Also referred to as WILSON, Willam Street.
In his ARIBA nomination papers (1882) STREET-WILSON's name is spelt without a hyphen; it is also spelt without a hyphen on early drawings and office correspondence, mostly before 1907. However, his name is so frequently spelt with a hyphen that it is the style chosen here. From about 1890 STREET-WILSON was among the busiest architects in Natal. An astute businessman and a more than competent architect, over a period of fifty years he (with his various partners) executed many of the larger buildings in Natal.
STREET-WILSON was born in Surrey where he was educated, continuing his studies at London University. From 1871 to 1875 he was articled to WM Gwyther of the Strand, London and was an assistant in the office until 1877, attending classes at the South Kensington Schools and lectures at King's College, London. For six months he worked in 'Mr Armstrong's office' before entering the office of J MacVicar Anderson in 1878 where he stayed for about two years. In 1880 he left to work in Robert Hesketh's office in London and spent two-and-a-half years as an assistant in this office. He was employed in Charles J Shoppee's office from 1882, continuing his studies at the Royal Academy Schools and at the British Museum, and visited Italy for three months. While in Shoppee's office he was elected a member of the Royal Institute of British Architects, and left to set up his own practice in 1884 in Newbridge Street, London. Recent research into the work of one William Wilson shows a possibility that, probably after serving as assistant in Gwyther's office, STREET-WILSON (William Wilson's mother's maiden name was Street), if one and the same as William Wilson, may have designed a house for the painter TM Rooke (No 7 Queen Anne's Gardens, Bedford Park in London) and another for JF Palmer in Blenheim Rd, Bedford Gardens in the same year, both in the Arts and Crafts style which was a style he used in South Africa.

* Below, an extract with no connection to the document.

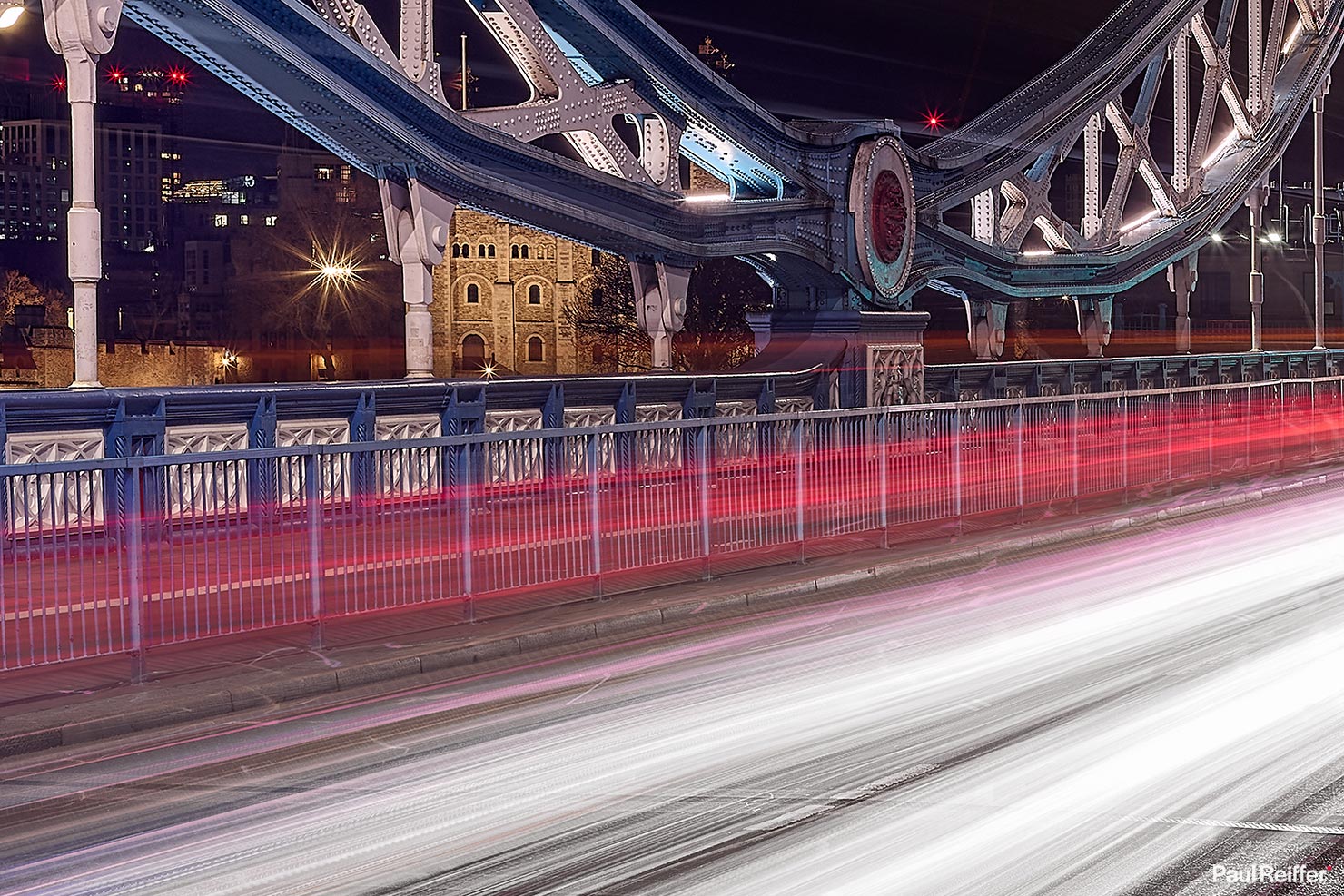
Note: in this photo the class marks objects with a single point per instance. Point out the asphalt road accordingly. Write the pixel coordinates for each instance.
(1160, 714)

After a severe illness STREET-WILSON was ordered abroad. He left for South Africa in April 1887, coming to Natal, where he was employed by the PUBLIC WORKS DEPARTMENT for six months before starting practice on his own account in Durban in 1887. Kearney suggests (1973:75) that Street-Wilson may have taken over the practice of PM DUDGEON who returned to England in 1888, providing a fair start to his career and an able replacement for Dudgeon. Until 1889 Street-Wilson was based in Pietermaritzburg but by 1889/1890 the RIBA Kalendar gave his address as 'c/o Post Office, Durban', a date coinciding with his first recorded works in Natal. He entered into partnership with PM BARR in 1888 (cf STREET-WILSON & BARR) and in 1891 they won the competition for the Pietermaritzburg town hall, their first major work. The practice continued until BARR's death in 1893.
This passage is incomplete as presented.